We are different to our competitors here. We are mainly a transactional law firm, meaning we focus on mergers and acquisitions, investment projects, deal making. As far as we know we are the only firm among the big players with four partners specializing in M&A. That enables us to handle say 6 to 8 transactions simultaneously, with a number of 22-25 lawyers. But there is always an M&A core team of 14 people. In overall the firms is grouping 80 lawyers and we got to this by growing organically in the past 10 years. Including other experts, staff, there are around 150 employees working in Popovici Nitu & Asociatii.


What is the average size of the deals you have worked on this year?

The average value is in the range of millions of Euro. I do not think we have done only deals over EUR 10 million, but also smaller ones, of EUR 3 million and EUR 5 million; the market is now at such standard levels.


What can you tell me about the firm’s turnover this year?

We are in line with the budget. Income generated in November and December is getting more and more weight in the overall and this why I can’t say now figures.  But one mention still, the time of annual growth in double digit rates is gone. However, we continued to expand the operations, in spite of the turmoil and recession.


What share of total business did M&A account for this year?

M&A has always generated around 20 percent; in good years even around 25 percent. Statistically, none of our four practice pillars (Corporate/M&A, Projects, Public/Private & Litigation/Arbitration) has generated in average more than 20 percent in the overall business.


What is the firm’s profitability rate?

Our profitability rate is not as “spectacular” as that of others. We have had good years with margins of around 25-30% percent and less good years with lower margins. We’ve never had margins of 40 percent, while some competitors had 60 percent. I do not think these margins are healthy (from own business and market standing perspective) or sustainable, and frankly, I do not think they are accurate.


Is there still pressure on fees? Are you in the EUR 150-300 an hour bracket?

I read with sympathy statements about hourly rates competitor lawyers pretend they sign and collect from clients. Nowadays in Romania, it can’t be that a firm, even with its most senior people, is constantly billing at EUR 300 an hour. If it happens a client is willing to spend EUR 300 on senior partner hour, that I agree, but not on regular basis.  But the funnier thing is that lawyers who say they are charging EUR 300 per hour come to public auctions bidding 40 Euro per hour, and that in legally-complex projects.

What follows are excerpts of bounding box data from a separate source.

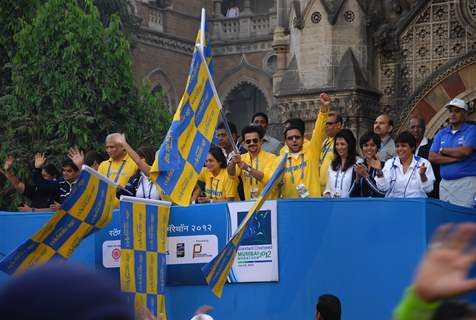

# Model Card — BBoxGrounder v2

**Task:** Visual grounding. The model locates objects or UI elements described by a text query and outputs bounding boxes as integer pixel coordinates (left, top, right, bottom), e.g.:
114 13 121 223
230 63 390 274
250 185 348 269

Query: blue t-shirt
430 123 476 180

On our end, based on the market particularities today and our business model, our cost matrix, and head count treatment, we are offering our service for weighted average rates of EUR 150-EUR 170 per hour.


What are the law firm’s plans for 2014?

There are a number of four business drivers in which we have extensively invested since incorporation and will continue to focus on them. First, we will always have an interest in developing long-standing relationships, proper partnerships, with key M&A players, such as institutional investors and investment funds.

Secondly, in recent years we have developed significantly the litigation and the international arbitration group, and will keep investing in resources and skills here.

Thirdly, there is the public to private equation, where we focus on the private component. We include here public acquisitions, infrastructure projects, energy projects, legal and tax.

And finally, there is the projects area, including real estate and project finance, green-field or brown.